One of the main benefits videos have over text is that they allow for a much greater range of emotions. The more emotions you can elicit in the viewer, the more you will engage them.
From the unlimited number of emotions available, laughter is one of the most essential human traits you can use in your videos. Laughter creates an emotional bond between the viewers, among a large array of benefits.
Starting your videos with a laugh is a guaranteed way of engaging your viewers quickly, which explains why some of YouTube’s most popular videos are bloopers and other funny clips.
Here’s how you can create a funny video introduction:
Break their expectations
Humor is all about breaking your viewers’ expectations.
Consider Groucho Marx’s famous quote: “Those are my principles, and if you don’t like them… well, I have others.”
What makes it funny is the pun after the ellipsis; it’s the unexpected and unapologetic lack of morals Groucho claims to have that makes his joke funny.
When you write your video introduction, ask yourself, “what’s the expectation your viewers have about the topic of your video?” Take it and flip it over its head.
In the first 25 seconds of the following video, the narrator—which happens to be called “Sciencephile the AI” and uses an artificial voice generator to narrate the script—builds momentum around the complexity of the video’s subject.
At first, you’d think Sciencephile the AI is referring to physics, as the video’s title suggests the video is about. But then, he breaks the expectations with some funny remarks.
Laugh at yourself
There’s no better way to use humor than to show your viewer that you, the host, are just like them. We are all drawn to think that whoever speaks to use in a video—or presentation, for what it’s worth — is an authority.
Use that bias we all have embedded to laugh at yourself. It will break the ice between the viewer and you, and you will gain their respect.
Joe Scott has built a large YouTube channel covering mostly science topics while using a mix of self-deprecating jokes, weird faces, and awkward silences. He has even created a “character” around himself, which makes his videos unique and funny.
Whether this “character” is real or not is irrelevant; these attributes make his videos funny and engaging, even when he covers complex topics.
Exaggerate a point
Exaggeration, or “hyperbole,” is a comedic device comedians use to make fun of a commonly accepted situation or idea. By exaggerating this idea, you are implicitly telling your viewers that you both know what or who you are talking about. This makes the viewer feel special and unique, something that builds trust between the viewer and yourself.
Jeff Nippard is a fitness expert who publishes videos on muscle building. In the following video, he parodies the “bro culture” that, after the global lockdown, started creating videos on training at home.
The first few videos already start by having Jeff sip coke (which is a common joke among fitness enthusiasts as something a beginner would do) and other ridiculous exercises, like “sip curls”—bicep curls done with milk jugs while drinking the milk at the same time.

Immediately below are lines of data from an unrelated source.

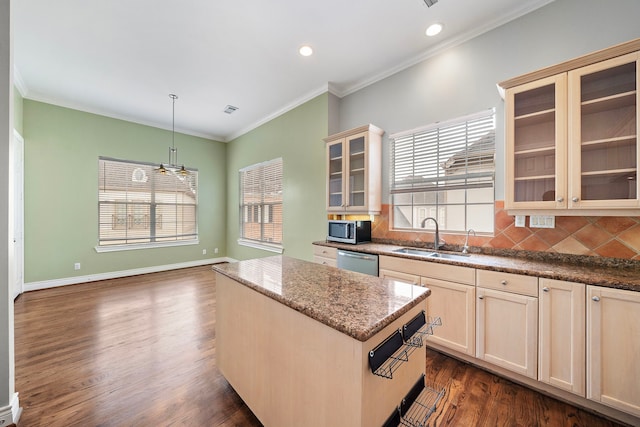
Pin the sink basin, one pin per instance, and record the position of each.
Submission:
(430, 254)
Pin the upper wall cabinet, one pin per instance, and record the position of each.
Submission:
(354, 171)
(572, 136)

Hook Your Audience with Your Video Introduction
With these five techniques, you will not write your video introductions like you did before. Now you know that catching your viewer’s attention early in your video is critical to engage them and increase your audience retention.
Find the right curiosity gap, introduce it fast, mix it with a story, and a funny remark, and you will hook them right away. Which of these five techniques are you going to use in your next video introduction?